Awesome news…Webplus!! That timeline works for me…I look forward to seeing what you come up with. If you haven’t scoped it out, perhaps the QooQee system will provide some inspiration, as it works really well for men Muse, and I don’t even take advantage of the CMS because I don’t really have a need to…as I have no customers, so I simply use the Blog functionality.

Got it, regarding no Tabs bric in the next release, thanks for the heads up.


#8

I hear ya, HMM!

As someone who makes money as a website builder, your tool must work for you and your customers…so nice that Blocs feels right for you, and your customers, during this transition period.

One of the things that has come into sharp focus on the Adobe forms, and others like this one, is that Muse brought together a broad range of users, from pros to non-pros and in each of these categories a whole additional range of needs and competency levels, as well.
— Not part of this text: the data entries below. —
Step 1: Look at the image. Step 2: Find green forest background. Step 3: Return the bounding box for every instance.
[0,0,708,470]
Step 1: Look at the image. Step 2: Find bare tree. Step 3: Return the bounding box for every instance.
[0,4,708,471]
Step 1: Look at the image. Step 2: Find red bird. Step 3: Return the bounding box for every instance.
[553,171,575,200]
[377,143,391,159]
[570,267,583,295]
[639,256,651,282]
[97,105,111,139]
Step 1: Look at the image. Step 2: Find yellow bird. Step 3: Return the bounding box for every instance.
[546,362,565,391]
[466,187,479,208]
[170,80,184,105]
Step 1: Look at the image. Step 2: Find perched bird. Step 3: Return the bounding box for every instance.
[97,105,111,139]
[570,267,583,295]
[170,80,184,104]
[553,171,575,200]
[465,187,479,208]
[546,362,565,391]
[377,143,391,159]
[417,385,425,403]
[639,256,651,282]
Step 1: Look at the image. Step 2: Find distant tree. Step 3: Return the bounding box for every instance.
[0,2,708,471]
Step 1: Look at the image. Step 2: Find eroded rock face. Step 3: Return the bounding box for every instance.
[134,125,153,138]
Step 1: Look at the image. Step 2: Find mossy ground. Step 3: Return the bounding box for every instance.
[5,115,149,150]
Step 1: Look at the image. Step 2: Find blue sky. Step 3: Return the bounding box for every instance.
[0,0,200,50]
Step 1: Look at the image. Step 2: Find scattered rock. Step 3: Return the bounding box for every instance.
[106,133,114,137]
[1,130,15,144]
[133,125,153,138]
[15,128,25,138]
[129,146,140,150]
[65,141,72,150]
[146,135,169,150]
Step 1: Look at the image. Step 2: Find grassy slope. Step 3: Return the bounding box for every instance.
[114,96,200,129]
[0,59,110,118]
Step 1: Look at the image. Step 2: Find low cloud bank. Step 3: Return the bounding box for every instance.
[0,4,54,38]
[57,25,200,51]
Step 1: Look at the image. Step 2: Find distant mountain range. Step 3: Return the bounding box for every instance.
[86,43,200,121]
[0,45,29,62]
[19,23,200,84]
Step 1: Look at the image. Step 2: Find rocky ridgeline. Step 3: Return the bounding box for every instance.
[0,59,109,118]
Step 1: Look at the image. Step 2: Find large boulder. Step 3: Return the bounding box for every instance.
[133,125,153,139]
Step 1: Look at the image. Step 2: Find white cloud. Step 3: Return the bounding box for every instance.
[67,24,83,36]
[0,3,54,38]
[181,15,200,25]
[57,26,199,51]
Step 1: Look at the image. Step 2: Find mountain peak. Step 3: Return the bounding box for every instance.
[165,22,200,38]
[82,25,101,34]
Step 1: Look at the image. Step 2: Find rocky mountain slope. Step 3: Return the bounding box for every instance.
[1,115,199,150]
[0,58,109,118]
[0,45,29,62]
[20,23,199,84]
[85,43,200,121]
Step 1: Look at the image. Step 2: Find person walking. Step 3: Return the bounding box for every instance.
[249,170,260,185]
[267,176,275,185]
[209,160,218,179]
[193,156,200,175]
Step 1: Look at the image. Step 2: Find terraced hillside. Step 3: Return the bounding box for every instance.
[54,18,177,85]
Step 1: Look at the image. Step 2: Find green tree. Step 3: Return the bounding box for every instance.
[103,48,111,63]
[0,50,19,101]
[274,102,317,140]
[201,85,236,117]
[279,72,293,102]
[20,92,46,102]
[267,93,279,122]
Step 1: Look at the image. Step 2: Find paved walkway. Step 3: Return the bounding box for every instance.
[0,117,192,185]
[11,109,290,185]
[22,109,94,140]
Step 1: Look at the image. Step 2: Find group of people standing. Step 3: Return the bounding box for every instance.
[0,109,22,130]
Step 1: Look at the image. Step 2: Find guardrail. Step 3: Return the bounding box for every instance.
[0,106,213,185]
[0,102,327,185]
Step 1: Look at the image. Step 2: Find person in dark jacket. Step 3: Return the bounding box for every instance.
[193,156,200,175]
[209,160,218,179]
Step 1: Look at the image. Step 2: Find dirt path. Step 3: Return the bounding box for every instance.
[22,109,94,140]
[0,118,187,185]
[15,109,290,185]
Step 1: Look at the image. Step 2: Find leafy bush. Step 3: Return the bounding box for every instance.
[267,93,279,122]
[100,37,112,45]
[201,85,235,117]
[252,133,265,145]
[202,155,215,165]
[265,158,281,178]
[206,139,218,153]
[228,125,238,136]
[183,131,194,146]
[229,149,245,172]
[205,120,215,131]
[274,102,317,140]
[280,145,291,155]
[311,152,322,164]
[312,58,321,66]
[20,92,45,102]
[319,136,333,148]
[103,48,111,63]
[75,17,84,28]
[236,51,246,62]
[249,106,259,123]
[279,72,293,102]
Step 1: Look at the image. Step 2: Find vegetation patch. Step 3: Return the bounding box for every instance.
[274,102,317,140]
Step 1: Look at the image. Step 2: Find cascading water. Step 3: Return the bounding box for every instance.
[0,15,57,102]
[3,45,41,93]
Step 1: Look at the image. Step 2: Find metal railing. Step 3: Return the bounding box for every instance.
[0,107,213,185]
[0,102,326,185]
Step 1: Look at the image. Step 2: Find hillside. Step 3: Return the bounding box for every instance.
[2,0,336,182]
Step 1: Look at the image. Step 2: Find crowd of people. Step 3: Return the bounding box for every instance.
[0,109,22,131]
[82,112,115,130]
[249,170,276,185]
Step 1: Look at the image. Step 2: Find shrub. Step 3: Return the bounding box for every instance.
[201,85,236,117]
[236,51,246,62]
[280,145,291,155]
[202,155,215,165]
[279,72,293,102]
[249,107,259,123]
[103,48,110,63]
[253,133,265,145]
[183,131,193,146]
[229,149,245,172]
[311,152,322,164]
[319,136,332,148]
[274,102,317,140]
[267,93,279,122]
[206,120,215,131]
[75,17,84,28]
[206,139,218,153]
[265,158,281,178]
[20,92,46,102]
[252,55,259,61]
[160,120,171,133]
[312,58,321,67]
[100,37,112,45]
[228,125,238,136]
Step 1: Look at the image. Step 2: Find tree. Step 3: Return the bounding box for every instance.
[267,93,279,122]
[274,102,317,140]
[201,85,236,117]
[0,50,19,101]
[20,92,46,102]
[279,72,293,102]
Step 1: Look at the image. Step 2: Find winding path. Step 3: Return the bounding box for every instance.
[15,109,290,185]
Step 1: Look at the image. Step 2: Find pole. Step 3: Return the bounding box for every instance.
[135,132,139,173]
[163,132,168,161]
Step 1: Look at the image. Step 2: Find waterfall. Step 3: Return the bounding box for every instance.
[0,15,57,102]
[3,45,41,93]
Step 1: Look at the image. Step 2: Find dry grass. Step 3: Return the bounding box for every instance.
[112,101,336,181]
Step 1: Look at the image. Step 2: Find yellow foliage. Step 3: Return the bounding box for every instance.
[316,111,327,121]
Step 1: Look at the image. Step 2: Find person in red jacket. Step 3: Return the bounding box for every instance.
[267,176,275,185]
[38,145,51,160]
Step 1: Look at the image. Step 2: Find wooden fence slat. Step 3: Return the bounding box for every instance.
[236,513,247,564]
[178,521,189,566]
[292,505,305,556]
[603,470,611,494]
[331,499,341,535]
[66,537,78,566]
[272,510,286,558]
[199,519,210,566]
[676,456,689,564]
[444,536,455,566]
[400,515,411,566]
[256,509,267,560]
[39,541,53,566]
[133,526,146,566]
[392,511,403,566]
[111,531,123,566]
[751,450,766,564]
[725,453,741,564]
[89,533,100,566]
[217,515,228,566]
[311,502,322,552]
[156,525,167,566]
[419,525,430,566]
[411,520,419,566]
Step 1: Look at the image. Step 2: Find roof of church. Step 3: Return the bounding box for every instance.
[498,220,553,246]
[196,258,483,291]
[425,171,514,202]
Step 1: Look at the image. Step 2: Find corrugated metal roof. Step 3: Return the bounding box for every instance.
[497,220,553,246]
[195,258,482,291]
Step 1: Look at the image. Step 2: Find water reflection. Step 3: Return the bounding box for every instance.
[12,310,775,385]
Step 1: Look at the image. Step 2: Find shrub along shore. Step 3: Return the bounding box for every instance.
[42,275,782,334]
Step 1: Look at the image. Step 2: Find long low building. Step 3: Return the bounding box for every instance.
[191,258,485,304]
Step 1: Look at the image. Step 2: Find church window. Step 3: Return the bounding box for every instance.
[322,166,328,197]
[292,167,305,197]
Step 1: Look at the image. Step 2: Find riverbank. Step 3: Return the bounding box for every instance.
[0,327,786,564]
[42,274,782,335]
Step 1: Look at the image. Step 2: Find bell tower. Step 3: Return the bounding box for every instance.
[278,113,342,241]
This expressed the usability of Muse, which perhaps explains in part the problems you point out, which to someone like myself is well beyond what I needed to know about Muse, or could even comprehend.

Maybe now, as I take more ownership of learning how the web works and how websites work with browsers (all new learning for me since the Adobe Muse announcement) I will understand what your Muse concerns were/are, and be a more informed consumer and user of what apps I have to select from.

Pinegrow impressed me pre-purchase, but once I started to really try to use it, the UI was way out of my familiarity, and the UI vernacular which undoubtedly is familiar to coders, was a foreign language to me. My thinking, however, is that once I truly grasp the vernacular & Bootstrap framework, Pinegrow will be very useful to me.


#9

What’s nice here (at least so far) there is a genuine desire to help without the condescending attitude.

The people here have been very good and kind along with more politeness. Maybe just more mature. I don’t know.

I followed along on several forums …some were really bad. Even from the developer …very know it all…and he didn’t. The way he communicated with potential customers let alone actual customers was jaw dropping.

Norm and many of the forum members here in my short week on the forum have been very nice and helpful. So far so good. I even got a nice response from Norm about a request for an audio player. You would have thought Adobe would have had better responses than the nasty retorts from forum members.

Many entrepreneurs don’t realize no matter how good their offerings are Customers #1. Its the reason they have a business. My impression is the Norm gets it.


#10

what a lovely endorsement…spoken from the heart…which of course is what matters most! :slight_smile:


#11

Hi Webplus – I took the liberty of making 2 screen-captures of the muse ‘composition’ widget (aka: Tab panels) to show you the full scope of customization, in support of your venture to some day offer the same ‘power’ to Bloc users as brics.

I simply zoomed into both the Tab widget’s controls (image ‘…_01’), and then Muse’s main tool panel (image ‘…_02’) to explain all the separate CSS bits of control available for both the widget and Muse.

Hopefully this communicates the available options cogently enough…let me know if you have any questions. Cheers!